And later on you say that it's hard to donate to them "in good faith", "given their lack of disclosure".

Here's my quick thoughts:

In the last 2-5 years I endorsed donating to MIRI (and still do), and my reasoning back then was always of the type "I don't understand their technical research, but I have read a substantial amount of the philosophy and worldview that was used to successfully pluck that problem out of the space of things to work on, and think it is deeply coherent and sensible and it's been surprisingly successful in figuring out AI is an x-risk, and I expect to find it is doing very sensible things in places I understand less well." Then, about a year ago, MIRI published the Embdded Agency sequence, and for the first time I thought "Oh, now I feel like I have an understanding of what the technical research is guided by, and what it's about, and indeed, this makes a lot of sense." My feelings have rarely been changed by reading ongoing research papers at MIRI, which were mostly just very confusing to me. They all seemed individually interesting, but I didn't see the broader picture before Embedded Agency.
At no time has any important part of my reasoning been "I don't understand their reasoning, but they're situated inside a broader intellectual space that is running a number of checks of the basics of their work, and can evaluate the quality of the work, so I don't have to evaluate the project myself." I've never really thought there were experts in this space I could defer to; academia seemed terribly slow and confused about the problem. Similarly to how companies rarely argue that they shouldn't exist while they're making money, fields are very bad at arguing that they shouldn't exist whilst the research is progressing, which is the sort of work that would be required to realise that AGI is by-default an existential catastrophe and that capabilities must be dropped whilst alignment work needs doing. It's always been a question of whether I trust the epistemology of the leadership at MIRI to think clearly about these problems, and what I understand of how they think.
During the time that MIRI was non-non-disclosed (i.e. open), I don't think there was substantially more checking of their work than there is now. Most of academia and industry has/had no interest. There were LWers like Paul Christiano and Wei Dai and Stuart Armstrong that engaged, and I'm sad that these people aren't able to engage with the present work. But at the time Paul and Wei were basically saying "I don't get why this is going to work out" so it's not like MIRI could start getting much more negative feedback, unless Paul and Wei were going to say "This obviously fails and I can prove how," which I assign little probability to.
Also, you mention hypotheses like "we failed to produce anything publishable" or “it is fun to fool ourselves into thinking we have exciting secrets” or “we are doing bad things and don’t want to get caught.” Again, I don't think this is likely to be the cause of MIRI doing non-disclosed work, because they had policies like this since a long time before when there were real results. For example, when Scott Garrabrant came up with logical inductors, MIRI spent (according to this post) almost 6 months figuring out whether to disclose it. So I expect the reasoning to be fairly consistent with the same decisions in the past.
Note that Nate used the new non-disclosed research strategy to solve the initial formulation of the tiling agents problem, something he mentions here (search 'tiling agents'). Now, he's not published it yet, but, I mean, I definitely trust he's telling the truth. Maybe it turned out to not be as useful as hoped (as with Logical Inductors), but it still seems like progress that's similar in kind to the progress that happened before MIRI was non-disclosed by default.
Oh also, they've finally been published for decision theory in a prestigious philosophy journal, so a number of highly skeptical outside views should now not be concerned. Overall it seems to me like from many such perspectives they're clearly now in a stronger place than they were 2 years ago. They used to be confusing and had no results and not recognised by academia. Now they are less confusing and have some fascinating results and are recognised by academia.
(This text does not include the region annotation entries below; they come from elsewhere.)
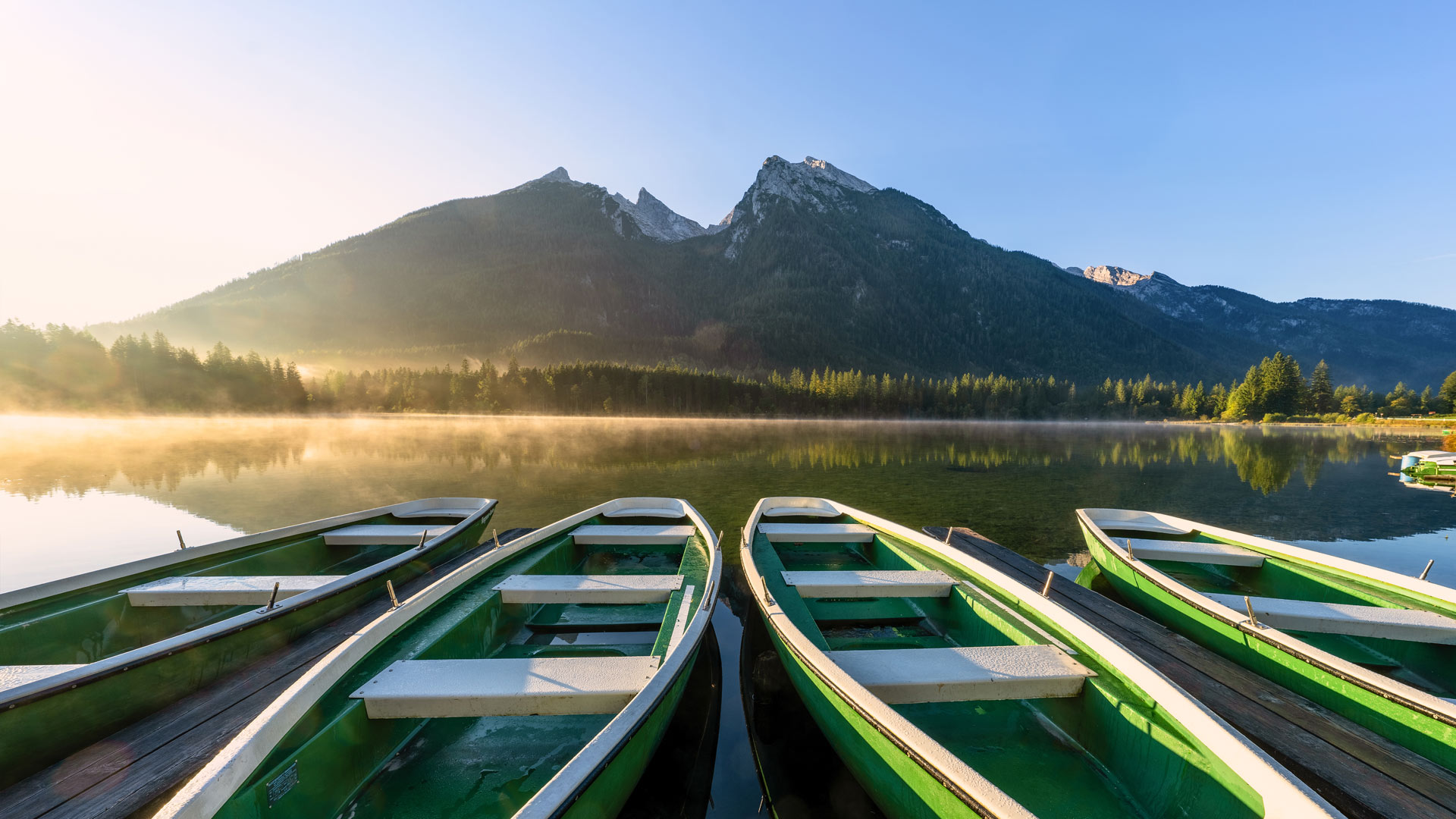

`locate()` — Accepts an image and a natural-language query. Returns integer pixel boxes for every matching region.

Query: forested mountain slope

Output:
[90,156,1456,381]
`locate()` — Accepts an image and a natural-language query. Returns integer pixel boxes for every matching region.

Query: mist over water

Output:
[0,417,1456,816]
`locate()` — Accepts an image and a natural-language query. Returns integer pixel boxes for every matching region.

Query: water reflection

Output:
[0,417,1456,560]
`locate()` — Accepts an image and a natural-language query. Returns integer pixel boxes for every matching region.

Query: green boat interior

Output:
[0,513,474,673]
[217,516,711,819]
[1106,529,1456,697]
[753,516,1263,819]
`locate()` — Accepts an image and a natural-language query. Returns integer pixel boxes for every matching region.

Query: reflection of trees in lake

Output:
[0,419,1404,497]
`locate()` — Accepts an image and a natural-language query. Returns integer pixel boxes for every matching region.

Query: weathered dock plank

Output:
[0,529,530,819]
[924,526,1456,819]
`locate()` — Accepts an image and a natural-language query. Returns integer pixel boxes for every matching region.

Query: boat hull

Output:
[1083,526,1456,770]
[760,610,989,819]
[0,507,494,789]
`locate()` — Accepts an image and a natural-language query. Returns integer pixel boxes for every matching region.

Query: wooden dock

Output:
[924,526,1456,819]
[0,529,530,819]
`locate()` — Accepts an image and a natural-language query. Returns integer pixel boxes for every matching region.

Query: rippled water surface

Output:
[0,417,1456,816]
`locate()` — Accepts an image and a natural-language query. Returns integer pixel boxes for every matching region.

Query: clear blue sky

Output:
[0,2,1456,322]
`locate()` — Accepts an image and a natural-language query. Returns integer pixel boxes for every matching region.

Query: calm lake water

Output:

To be clear, I have many mixed feelings about MIRI being non-disclosed, and think it's not very helpful for the broader intellectual environment and for recruitment and I broadly feel a bit confused about it. But "risk of abuse [of secrecy]" is not a factor I personally worry about with MIRI's research progress. I feel similarly about the day-to-day and month-to-month work at MIRI as before they entered non-disclosure; I expect they're largely chugging along, but with more direction and focus than 3-4 years ago.

[-]Ben Pace6y*130

Let me return to this section:

I don’t think we can give people money just because they say they are doing good things, because of the risk of abuse. There are many other reasons for not publishing anything. Some simple alternative hypothesis include “we failed to produce anything publishable” or “it is fun to fool ourselves into thinking we have exciting secrets” or “we are doing bad things and don’t want to get caught.” The fact that MIRI’s researchers appear intelligent suggest they at least think they are doing important and interesting issues, but history has many examples of talented reclusive teams spending years working on pointless stuff in splendid isolation.

Additionally, by hiding the highest quality work we risk impoverishing the field, making it look unproductive and unattractive to potential new researchers.

It's funny to hear you suggest "What if they have no good research?" and "I'm irritated that they are hiding all of our best research!" in successive paragraphs as two reasons you're concerned about secrecy ;-)

So, my current epistemic state is something like this: Eliezer and Benya and Patrick and others spent something like 4 MIRI-years hacking away at research, and I didn't get it. Finally Scott and Abram made some further progress on it, and crystalised it into an explanation I actually felt I sorta get. And most of the time I spent trying to understand their work in the meantime was wasted effort on my part, and quite plausibly wasted effort on their part. I remember that time they wrote up a ton of formal-looking papers for the puerto rico conference, to be ready in case a field suddenly sprang around them... but then nobody really read them or built on them. So I don't mind if, in the intervening 3-4 years, they again don't really try to explain what they're thinking about to me, until a bit of progress and good explanation comes along. They'll continue to write things about the background worldview, like Security Mindset, and Rocket Alignment, and Challenges to Christiano's Capability Amplification Proposal, and all of the beautiful posts that Scott and Abram write, but overall focus on getting a better understanding of the problem by themselves.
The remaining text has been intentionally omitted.